There is a "relatively permissive environment" for China to rein in credit now, thanks to favorable domestic and external economies, said Eric G. Altbach, senior vice president at the Albright Stonebridge Group.
But "there has been a reluctance to take some of these steps in the past, so it really remains to be seen whether there will be a willingness to see growth slow to the low 6s or even high 5 percentage mark in order to make these structural reforms," added Altbach, who was previously deputy Assistant U.S. Trade Representative for China Affairs.
China's is targeting official economic growth around 6.5 percent in 2017.
One way China can slow the growth of its debts is to cut the growth of its money supply.
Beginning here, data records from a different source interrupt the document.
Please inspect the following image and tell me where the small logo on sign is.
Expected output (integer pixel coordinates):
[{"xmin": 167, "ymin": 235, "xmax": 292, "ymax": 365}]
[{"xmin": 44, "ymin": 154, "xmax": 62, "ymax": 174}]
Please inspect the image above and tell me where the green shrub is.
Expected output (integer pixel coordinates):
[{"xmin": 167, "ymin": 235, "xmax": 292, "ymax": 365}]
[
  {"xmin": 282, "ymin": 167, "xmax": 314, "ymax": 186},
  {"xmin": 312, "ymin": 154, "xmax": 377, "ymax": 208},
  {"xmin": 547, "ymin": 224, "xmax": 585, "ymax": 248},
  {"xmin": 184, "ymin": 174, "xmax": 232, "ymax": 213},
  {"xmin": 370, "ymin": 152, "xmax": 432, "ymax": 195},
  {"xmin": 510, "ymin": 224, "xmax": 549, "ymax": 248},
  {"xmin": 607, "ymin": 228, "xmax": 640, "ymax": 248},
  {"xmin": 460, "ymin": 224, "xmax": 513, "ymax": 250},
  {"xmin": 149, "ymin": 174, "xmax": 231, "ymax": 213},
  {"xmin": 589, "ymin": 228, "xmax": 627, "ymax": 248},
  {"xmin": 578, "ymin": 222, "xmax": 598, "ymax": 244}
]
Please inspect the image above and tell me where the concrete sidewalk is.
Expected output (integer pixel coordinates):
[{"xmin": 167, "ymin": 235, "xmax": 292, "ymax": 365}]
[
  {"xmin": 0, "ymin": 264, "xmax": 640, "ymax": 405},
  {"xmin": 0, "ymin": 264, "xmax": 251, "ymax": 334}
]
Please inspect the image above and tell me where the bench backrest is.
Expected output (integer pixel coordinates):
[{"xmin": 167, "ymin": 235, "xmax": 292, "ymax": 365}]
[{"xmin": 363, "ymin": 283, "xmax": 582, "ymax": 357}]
Citing economists involved in high-level policy discussions, state-owned China Daily reported on Monday that money supply growth will likely slow in 2018 to its lowest level since records began in 1996.
The broad gauge of money supply, known as M2, was at an all-time low around 9 percent in November, against the year target around 12 percent. From a standpoint of recent history, that compares with 11.3 in 2016, and 13.3 percent in 2015, according to data from the Chinese central bank.
The central bank has said slowing M2 growth could be a "new normal" in the crackdown on risky lending.
Instead, the central bank will increasingly move toward a market-oriented approach of using interest rates to manage the financial system, analysts say.
However, even as M2 growth slowed, bank lending hit a fresh record in November, as banks issued formal loans in place of off-balance sheet lending.
Total social financing (TSF), a broad measure of credit and liquidity in the economy, rose to 1.6 trillion yuan ($244 billion) in November, from 1.04 trillion yuan a month earlier.